User modification task --check fails if user already exists but its groups do not

Hi !

New Ansible user here, nice to meet you

My problem

ansible-core version used: 2.19.8

My playbook creates groups and creates (or modifies) users on Linux remote servers:

• it loops on a CSV file
• creates groups with ansible.builtin.group
• then creates (or modifies ) the users with ansible.builtin.user

Everything was nice and fancy until I had to add existing users to new groups.

The playbook --check has a wierd behaviour on the user task:

• it succeeds if the user and groups do not already exist (both are flagged as changed)
• it fails if the user already exists but at least one of the groups doesn’t, with the message: Group <whatever> does not exist

I feel like this behaviour isn’t normal : the --check should flag the user task as a change whether the user already exists or not.

Steps to reproduce

• create a test_existinguser on a target server
• run a playbook with the following tasks in --check mode against the target server:

tasks:
    - name: CREATE NEW GROUP
      ansible.builtin.group:
        name: test_newgroup
        state: present

    - name: CREATE NEW USER AND ADD IT TO THE NEW GROUP
      ansible.builtin.user:
        name: test_newuser
        groups: test_newgroup

    - name: MODIFY EXISTING USER BY ADDING IT TO THE NEW GROUP
      ansible.builtin.user:
        name: test_existinguser
        groups: test_newgroup

• outputs to this:

TASK [CREATE NEW GROUP] **************************************************************************************************************************
changed: [<target_server>]

TASK [CREATE NEW USER] ***************************************************************************************************************************
changed: [<target_server>]

TASK [CHANGE EXISTING USER] **********************************************************************************************************************
fatal: [<target_server>]: FAILED! => {"changed": false, "msg": "Group test_newgroup does not exist"}

PLAY RECAP ***************************************************************************************************************************************
<target_server>            : ok=3    changed=2    unreachable=0    failed=1    skipped=0    rescued=0    ignored=0

Debug tentative

The Group does not exist message:

• has multiple instances in user.py/modify_user_usermod()
• in my case it seems to be outputted by useradd which is called by ansible/lib/ansible/modules/user.py at a7fcd92081e3182825e74eb857dfa5bb0f8d5fcc · ansible/ansible · GitHub

The useradd source shows it returns this message from it’s error 6 :

#define E_NOTFOUND  6  /* specified user/group doesn't exist */

        grp = prefix_getgr_nam_gid (optarg);
        if (NULL == grp) {
          fprintf (stderr,
                   _("%s: group '%s' does not exist\n"),
                   Prog, optarg);
          exit (E_NOTFOUND);
        }

So imagine a situation like this. You are just adding the user to an existing group but you have made a typo in the group name. Running Ansible with --check mode will discover this error for you and you can fix it. If the logic is changed the way you are proposing, the --check mode will run just fine but your actual run will fail. This defeats the purpose of the --check mode.

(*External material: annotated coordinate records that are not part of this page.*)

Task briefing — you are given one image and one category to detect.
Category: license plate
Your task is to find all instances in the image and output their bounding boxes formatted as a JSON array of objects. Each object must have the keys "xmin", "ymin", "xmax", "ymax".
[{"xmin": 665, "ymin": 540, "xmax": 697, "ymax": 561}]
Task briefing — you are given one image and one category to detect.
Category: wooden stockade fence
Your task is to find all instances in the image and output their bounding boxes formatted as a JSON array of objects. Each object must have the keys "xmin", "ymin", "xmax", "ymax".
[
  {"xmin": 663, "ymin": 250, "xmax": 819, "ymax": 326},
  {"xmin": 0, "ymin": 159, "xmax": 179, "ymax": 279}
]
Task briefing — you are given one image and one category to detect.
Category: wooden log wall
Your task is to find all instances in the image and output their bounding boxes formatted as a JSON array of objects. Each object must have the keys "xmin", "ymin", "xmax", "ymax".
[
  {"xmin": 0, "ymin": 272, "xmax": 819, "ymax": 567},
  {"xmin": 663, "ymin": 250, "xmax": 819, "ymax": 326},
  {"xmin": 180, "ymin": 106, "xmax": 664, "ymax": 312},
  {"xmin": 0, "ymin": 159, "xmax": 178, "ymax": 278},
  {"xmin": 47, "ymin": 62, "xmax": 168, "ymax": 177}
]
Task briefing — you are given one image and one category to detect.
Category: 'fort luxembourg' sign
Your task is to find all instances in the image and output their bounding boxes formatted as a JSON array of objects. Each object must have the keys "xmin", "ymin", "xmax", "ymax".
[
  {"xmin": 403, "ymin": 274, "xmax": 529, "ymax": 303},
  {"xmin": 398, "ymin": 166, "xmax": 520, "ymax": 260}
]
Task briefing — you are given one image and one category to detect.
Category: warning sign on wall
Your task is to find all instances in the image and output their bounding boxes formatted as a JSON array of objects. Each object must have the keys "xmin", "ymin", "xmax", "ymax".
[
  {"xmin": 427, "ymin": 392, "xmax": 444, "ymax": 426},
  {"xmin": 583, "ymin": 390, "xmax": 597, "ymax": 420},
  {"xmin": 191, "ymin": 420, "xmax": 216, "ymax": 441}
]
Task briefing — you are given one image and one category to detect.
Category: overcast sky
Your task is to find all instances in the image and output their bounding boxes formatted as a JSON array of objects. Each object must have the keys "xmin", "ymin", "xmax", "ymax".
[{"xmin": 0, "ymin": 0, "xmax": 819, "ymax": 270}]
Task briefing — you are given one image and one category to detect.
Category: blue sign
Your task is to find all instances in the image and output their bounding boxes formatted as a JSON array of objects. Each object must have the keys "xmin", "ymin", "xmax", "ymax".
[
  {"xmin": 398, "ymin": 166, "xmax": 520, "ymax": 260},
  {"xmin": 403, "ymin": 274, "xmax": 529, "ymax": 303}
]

What you are having problem with is that the --check mode is not a perfect simulation of the Ansible run and will never be. The reason is causality. You cannot have something do it’s job properly if it depends on something else before it doing the job properly too. In the --check mode no task does it’s job really.

Therefore: no group gets created → user cannot be created

There is no way around it. If you want your run to always be successful in the --check mode, you can use when: not ansible_check_mode to skip the tasks that are interdependent.

What can possibly be improved in the user module is that it tests for the existence of the group in the --check mode even when the user does not exist. That would make both “create user” and “modify user” tasks fail in --check mode.

Thank you for your reply.

I changed my playbook to skip the problematic tasks in --check mode, and hope that the user module will be “fixed” for consistency.

There is nothing to fix here, Ansible is working as designed as @bvitnik explained above.

An alternative to skipping the task in check mode would be to add a check for the user and group existing before the task to add the user to the group and only run the task when the user and group exist.

There is nothing to fix here

Behaviour should be the same with and without --check

When Ansible tries to check that adding a user to a group, that doesn’t exist, works, it correctly fails because the group doesn’t exist and the group doesn’t exist because the group creation task was run in check mode therefore no changes were made to the system, as I suggested above you could add a check that the group exists before running the tasks to check that a user can be added to a group.

OP talks about something else. It’s the CREATE NEW USER AND ADD IT TO THE NEW GROUP task in his example playbook. In it, Ansible tries to create a user with nonexisting group because group creation task did not run (check mode). The task succeeds in check mode even though the group is missing. In regular run it would fail if group creation was somehow skipped.

So, if the group is missing for whatever reason, both CREATE NEW USER AND ADD IT TO THE NEW GROUP and MODIFY EXISTING USER BY ADDING IT TO THE NEW GROUP should fail but in check mode only the last one fails.

This leads me to suspect that user module does not test for group existence in check mode when it is about to create a new user. It only tests the group existence if the user already exists.